Corriere della Sera, 5 maggio 2022
Una sporca guerra economica
Da quando si è diffusa la voce che l’Unione europea preparava un embargo sul petrolio russo, la scorsa settimana, il prezzo del barile di Brent è salito del 10,5%. Ieri era a 110 dollari, cresciuto del 5% in una giornata in cui peraltro i governi europei non sono riusciti a trovare un accordo sul punto. Per ora l’Ungheria blocca il sesto pacchetto di sanzioni contro Mosca, che tra l’altro include misure alle quali per due mesi la Germania si era sempre silenziosamente opposta e ora accetta in ritardo: fra tutte l’esclusione dai sistemi di pagamento di Sberbank, la prima banca russa. Ma in Europa i diritti di veto si pesano, non si contano. Plausibile dunque che Viktor Orbán, l’autocrate eletto quasi democraticamente a Budapest, finisca per dare il via libera in cambio di qualche concessione. A quel punto l’intera Unione europea avrà varcato un confine invisibile, ma essenziale: ora siamo realmente nel territorio in cui le sanzioni presentano costi su larga scala anche per noi. Finora si erano bloccate esportazioni che valgono circa un decimo del fatturato europeo in Russia, meno dell’1% dell’export europeo totale.
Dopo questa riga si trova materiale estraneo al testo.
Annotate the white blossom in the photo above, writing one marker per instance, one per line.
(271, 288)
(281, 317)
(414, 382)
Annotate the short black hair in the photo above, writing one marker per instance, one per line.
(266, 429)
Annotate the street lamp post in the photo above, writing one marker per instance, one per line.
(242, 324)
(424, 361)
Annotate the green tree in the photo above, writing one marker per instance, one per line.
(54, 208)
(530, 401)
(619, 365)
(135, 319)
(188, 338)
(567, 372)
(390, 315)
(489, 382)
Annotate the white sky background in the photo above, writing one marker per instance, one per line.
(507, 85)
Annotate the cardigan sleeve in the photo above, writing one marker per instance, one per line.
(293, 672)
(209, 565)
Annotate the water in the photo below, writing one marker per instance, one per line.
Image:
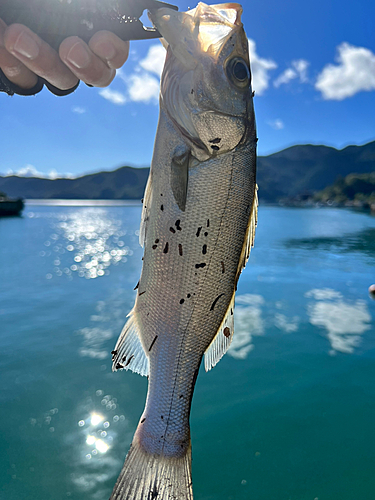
(287, 414)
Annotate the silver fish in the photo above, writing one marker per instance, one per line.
(198, 226)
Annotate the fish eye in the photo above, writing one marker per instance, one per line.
(238, 72)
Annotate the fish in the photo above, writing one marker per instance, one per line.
(197, 228)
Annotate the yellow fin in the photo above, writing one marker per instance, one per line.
(222, 339)
(129, 353)
(250, 235)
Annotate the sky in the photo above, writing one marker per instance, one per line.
(313, 70)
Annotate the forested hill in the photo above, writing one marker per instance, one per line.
(288, 173)
(308, 168)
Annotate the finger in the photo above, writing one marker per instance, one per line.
(38, 56)
(12, 68)
(86, 65)
(110, 48)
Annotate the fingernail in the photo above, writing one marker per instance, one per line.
(105, 50)
(26, 46)
(79, 56)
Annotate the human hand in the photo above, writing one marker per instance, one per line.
(24, 57)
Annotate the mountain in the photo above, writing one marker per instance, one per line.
(285, 174)
(298, 169)
(353, 187)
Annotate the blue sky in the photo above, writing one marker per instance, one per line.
(313, 65)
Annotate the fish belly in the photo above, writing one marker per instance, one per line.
(191, 264)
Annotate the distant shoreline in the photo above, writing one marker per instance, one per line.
(83, 203)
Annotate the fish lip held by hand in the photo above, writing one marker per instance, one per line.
(198, 225)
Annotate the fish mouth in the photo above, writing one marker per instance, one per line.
(204, 29)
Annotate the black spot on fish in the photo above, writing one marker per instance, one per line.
(128, 363)
(215, 301)
(152, 343)
(197, 266)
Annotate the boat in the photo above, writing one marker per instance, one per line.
(9, 206)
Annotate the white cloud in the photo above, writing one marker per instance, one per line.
(276, 124)
(353, 73)
(113, 96)
(247, 323)
(345, 322)
(289, 325)
(31, 171)
(154, 61)
(143, 88)
(298, 69)
(260, 69)
(79, 110)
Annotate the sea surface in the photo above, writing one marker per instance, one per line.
(287, 414)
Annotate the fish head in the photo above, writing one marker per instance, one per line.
(206, 81)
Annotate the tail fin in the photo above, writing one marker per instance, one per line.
(154, 477)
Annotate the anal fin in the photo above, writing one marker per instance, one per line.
(129, 353)
(222, 340)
Ora è diverso. L’intervento sul petrolio poteva essere meno traumatico, magari introducendo il tetto ai prezzi suggerito dagli Stati Uniti. Ma era inevitabile dall’inizio che, in questa sporca guerra economica, presto o tardi dei sacrifici si sarebbero presentati anche per noi. Se l’Unione europea vuole conservare il sostegno della sua opinione pubblica, ora deve reagire con un salto di qualità politico come durante la pandemia.